The dangerousness criteria are not expressly defined. Jones states as follows

“Dangerous. This is the sole reason for preventing discharge. In the context of a person being dangerous to others, the Butler Commission equated dangerousness with a propensity to cause serious physical injury or lasting psychological harm’ (para 4.10). As the danger can relate to a patient, this term encompasses the danger of self-harm.”

It is generally accepted that the dangerousness criteria to block an instruction to discharge are at a much higher bar than the ‘safety criteria’ which are applied when considering whether to make an application to detain.

In considering whether a CTO is appropriate, s.17A(5) allows for RC to apply for CTO where s/he is satisfied that (s.17A(5)(c))

subject to his being liable to be recalled as mentioned in paragraph (d) below, such treatment can be provided without his continuing to be detained in a hospital;

Clearly if the RC believed that the client would be in any way dangerous if discharged then they would likely find it difficult to argue that s.17A(5) (c) can be met.

As an AMHP I would have to ask where was the AMHP in this process and what consideration did they give to the above when agreeing the CTO.

s.66(1)(g) allows for the NR to apply to a MHT where RC has blocked an instruction to discharge. Given that the CTO is founded on the on-going authority to detain under s.3, would a MHT not consider it appropriate to hear an application appealing the barring order. If the MHT takes place and discharges the s.3 then the CTO will fall as it only exists while the authority to detain continues.

Alternatively s.23(1A) allows for an instruction to discharge a “community patient” and that said application (unless blocked by RC) expunges both the CTO and the authority to detain for treatment.

s.25(1)(b) states

“no further order for the discharge of the patient shall be made by that relative during the period of six months beginning with the date of the report.”

Does this mean then that the NR cannot issue an instruction to discharge the CTO for six months from the date of the barring report because they had already issued an instruction to discharge the s.3?

Yes, the NR would have the usual 28 days to make an application and the tribunal, applying the same principles as with applications by patients, would just hear the case based on the CTO criteria (including dangerousness under s72(1)(c)(v)).
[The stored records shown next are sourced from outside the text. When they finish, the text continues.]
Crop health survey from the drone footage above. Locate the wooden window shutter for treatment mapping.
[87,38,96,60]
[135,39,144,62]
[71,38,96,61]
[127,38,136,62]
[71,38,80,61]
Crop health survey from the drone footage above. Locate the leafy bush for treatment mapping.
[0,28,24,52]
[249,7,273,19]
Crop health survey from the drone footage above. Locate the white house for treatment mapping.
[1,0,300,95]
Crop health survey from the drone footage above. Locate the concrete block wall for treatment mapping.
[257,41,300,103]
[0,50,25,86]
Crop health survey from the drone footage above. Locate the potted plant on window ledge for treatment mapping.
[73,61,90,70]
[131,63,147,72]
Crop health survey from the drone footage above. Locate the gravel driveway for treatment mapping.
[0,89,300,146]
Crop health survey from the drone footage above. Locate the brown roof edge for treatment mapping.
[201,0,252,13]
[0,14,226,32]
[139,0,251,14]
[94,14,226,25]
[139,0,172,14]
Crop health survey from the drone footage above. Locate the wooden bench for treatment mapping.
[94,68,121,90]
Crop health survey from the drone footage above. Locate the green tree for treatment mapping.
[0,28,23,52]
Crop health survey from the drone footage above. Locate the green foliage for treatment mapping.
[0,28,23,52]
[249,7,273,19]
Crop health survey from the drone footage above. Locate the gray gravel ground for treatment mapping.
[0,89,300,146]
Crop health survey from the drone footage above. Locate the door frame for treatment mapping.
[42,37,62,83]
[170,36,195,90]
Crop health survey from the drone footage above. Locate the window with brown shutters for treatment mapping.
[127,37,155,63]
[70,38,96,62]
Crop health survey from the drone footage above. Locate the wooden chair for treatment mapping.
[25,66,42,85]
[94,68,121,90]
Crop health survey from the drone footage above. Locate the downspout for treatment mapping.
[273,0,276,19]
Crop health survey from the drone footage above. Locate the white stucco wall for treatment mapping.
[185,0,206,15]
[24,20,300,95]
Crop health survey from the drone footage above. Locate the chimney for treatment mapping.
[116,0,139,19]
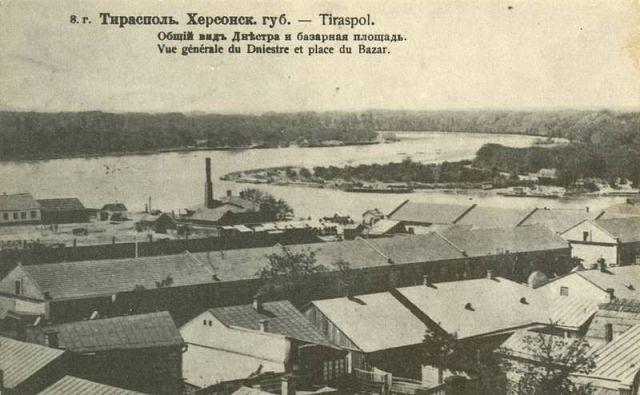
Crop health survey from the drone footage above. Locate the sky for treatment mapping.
[0,0,640,113]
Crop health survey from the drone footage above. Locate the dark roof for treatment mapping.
[45,311,184,352]
[24,252,214,299]
[102,203,127,211]
[0,336,64,388]
[38,198,84,211]
[209,300,330,344]
[442,225,569,257]
[192,240,388,281]
[367,233,464,264]
[588,325,640,387]
[0,193,40,211]
[595,217,640,243]
[389,201,475,224]
[38,376,148,395]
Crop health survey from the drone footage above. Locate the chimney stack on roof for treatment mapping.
[204,158,213,208]
[607,288,616,303]
[253,295,262,313]
[44,329,59,348]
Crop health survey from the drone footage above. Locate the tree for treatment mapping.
[507,333,595,395]
[240,188,293,220]
[422,328,503,394]
[256,246,327,302]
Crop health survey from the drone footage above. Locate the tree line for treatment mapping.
[0,110,640,160]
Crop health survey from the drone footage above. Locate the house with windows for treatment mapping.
[27,311,185,395]
[0,193,41,225]
[560,216,640,267]
[0,252,217,323]
[38,198,89,224]
[0,336,70,395]
[180,298,347,392]
[302,292,427,379]
[536,265,640,303]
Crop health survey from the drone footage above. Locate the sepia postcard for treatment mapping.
[0,0,640,395]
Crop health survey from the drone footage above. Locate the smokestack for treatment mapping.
[204,158,213,208]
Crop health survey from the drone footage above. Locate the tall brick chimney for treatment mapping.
[204,158,213,208]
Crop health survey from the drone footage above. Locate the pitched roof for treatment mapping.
[38,376,148,395]
[442,225,569,256]
[550,296,600,330]
[0,336,64,388]
[47,311,184,352]
[456,206,535,229]
[367,233,464,264]
[102,203,127,211]
[589,325,640,386]
[182,343,285,388]
[0,193,40,211]
[192,239,389,281]
[397,277,549,339]
[24,252,214,299]
[38,198,84,211]
[232,385,272,395]
[595,217,640,243]
[598,201,640,219]
[520,208,599,233]
[388,201,475,224]
[311,292,426,352]
[209,300,331,344]
[570,265,640,299]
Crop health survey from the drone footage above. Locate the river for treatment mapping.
[0,132,624,217]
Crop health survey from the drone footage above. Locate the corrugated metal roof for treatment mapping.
[589,325,640,386]
[0,336,65,388]
[209,300,331,345]
[442,225,569,257]
[312,292,426,352]
[39,376,143,395]
[520,208,598,233]
[48,311,184,352]
[367,233,464,264]
[182,344,285,388]
[25,253,214,299]
[595,217,640,243]
[550,296,600,330]
[38,198,84,211]
[456,206,535,229]
[389,202,474,224]
[0,193,40,211]
[397,277,549,339]
[233,386,272,395]
[570,265,640,299]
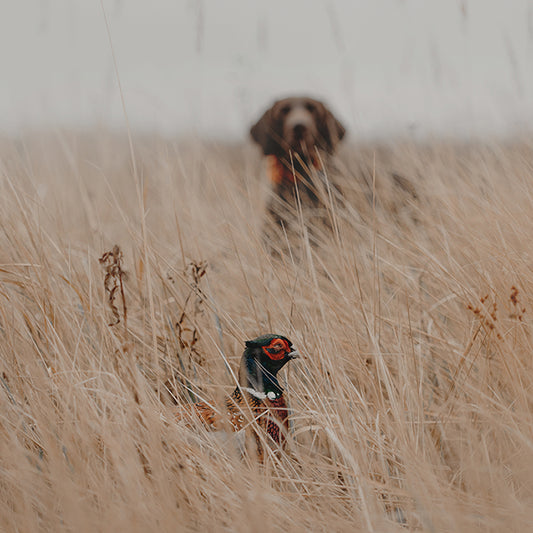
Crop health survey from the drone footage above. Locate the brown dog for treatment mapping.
[250,97,345,230]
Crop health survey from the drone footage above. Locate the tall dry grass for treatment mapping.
[0,132,533,532]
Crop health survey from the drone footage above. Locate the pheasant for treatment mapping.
[176,334,300,462]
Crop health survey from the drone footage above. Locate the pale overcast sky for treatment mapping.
[0,0,533,139]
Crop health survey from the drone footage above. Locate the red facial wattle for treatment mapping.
[263,339,291,361]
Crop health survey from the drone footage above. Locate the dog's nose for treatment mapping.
[293,124,307,139]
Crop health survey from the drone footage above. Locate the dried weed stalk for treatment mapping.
[175,261,207,363]
[99,244,128,331]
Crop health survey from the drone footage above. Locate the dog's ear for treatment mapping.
[250,104,279,155]
[318,104,346,154]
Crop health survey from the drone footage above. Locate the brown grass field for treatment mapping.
[0,131,533,532]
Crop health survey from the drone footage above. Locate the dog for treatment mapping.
[250,96,346,237]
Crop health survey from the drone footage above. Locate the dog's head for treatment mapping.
[250,97,346,160]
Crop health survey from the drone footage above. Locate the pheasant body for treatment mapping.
[177,335,299,461]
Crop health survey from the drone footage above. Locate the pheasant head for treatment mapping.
[239,334,300,400]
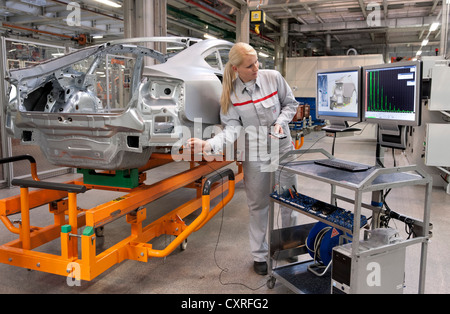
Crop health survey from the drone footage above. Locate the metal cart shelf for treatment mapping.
[267,149,432,293]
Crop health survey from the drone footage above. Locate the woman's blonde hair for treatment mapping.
[220,43,256,114]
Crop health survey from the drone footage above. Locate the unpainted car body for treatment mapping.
[5,39,232,170]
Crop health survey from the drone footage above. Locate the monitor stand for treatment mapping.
[378,124,407,150]
[322,121,361,133]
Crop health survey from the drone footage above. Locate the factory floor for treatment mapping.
[0,127,450,294]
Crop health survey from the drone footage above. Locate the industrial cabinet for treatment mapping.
[267,149,432,293]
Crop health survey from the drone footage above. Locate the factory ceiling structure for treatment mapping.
[0,0,443,56]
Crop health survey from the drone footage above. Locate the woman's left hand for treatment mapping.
[273,123,284,134]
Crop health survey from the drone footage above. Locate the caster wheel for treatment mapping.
[267,277,276,289]
[180,239,187,251]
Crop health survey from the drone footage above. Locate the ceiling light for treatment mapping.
[203,34,217,39]
[430,22,439,32]
[95,0,122,8]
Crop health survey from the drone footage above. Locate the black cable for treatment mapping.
[206,163,266,291]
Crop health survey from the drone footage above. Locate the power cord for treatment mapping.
[206,163,266,291]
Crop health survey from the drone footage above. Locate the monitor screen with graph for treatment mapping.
[362,61,422,149]
[316,67,361,130]
[363,61,422,126]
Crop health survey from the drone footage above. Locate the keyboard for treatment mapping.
[314,158,371,172]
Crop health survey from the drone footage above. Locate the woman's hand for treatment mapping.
[186,138,211,153]
[273,123,284,134]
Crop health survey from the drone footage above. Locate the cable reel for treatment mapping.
[306,221,350,276]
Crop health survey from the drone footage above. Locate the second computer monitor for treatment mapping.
[363,61,422,149]
[363,61,422,127]
[316,67,361,131]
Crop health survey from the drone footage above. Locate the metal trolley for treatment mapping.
[267,149,432,293]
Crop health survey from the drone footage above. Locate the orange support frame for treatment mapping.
[0,155,243,281]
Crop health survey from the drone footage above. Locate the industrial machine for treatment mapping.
[331,228,406,294]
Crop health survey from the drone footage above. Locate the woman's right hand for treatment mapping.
[186,138,211,153]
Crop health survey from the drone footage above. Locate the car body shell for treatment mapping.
[5,39,232,170]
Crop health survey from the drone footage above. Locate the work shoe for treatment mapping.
[253,262,267,276]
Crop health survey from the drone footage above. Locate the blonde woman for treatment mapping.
[187,43,298,275]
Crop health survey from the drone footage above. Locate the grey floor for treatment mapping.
[0,126,450,294]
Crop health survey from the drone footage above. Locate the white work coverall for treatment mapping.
[208,70,298,262]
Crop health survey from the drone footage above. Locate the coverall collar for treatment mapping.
[235,75,261,94]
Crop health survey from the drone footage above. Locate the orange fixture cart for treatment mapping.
[0,154,242,281]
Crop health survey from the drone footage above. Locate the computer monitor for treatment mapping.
[316,67,361,131]
[362,61,422,149]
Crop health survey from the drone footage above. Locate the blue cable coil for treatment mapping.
[270,190,367,231]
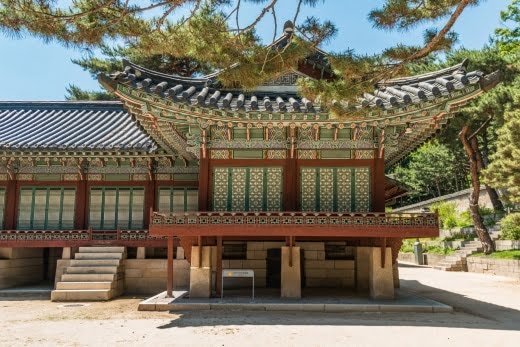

The way s25(1A) applies s25(1) to community patients isn’t entirely clear, at first glance anyway. You could argue that the two types of discharge order (detained vs community patient) are sufficiently separate, and that “discharge” for each is different, so a separate six-month prohibition would apply to each type – or you could argue that the two types of discharge order are treated the same so the six-month prohibition applies to the patient no matter whether detained or on a CTO. I think the second option is probably right.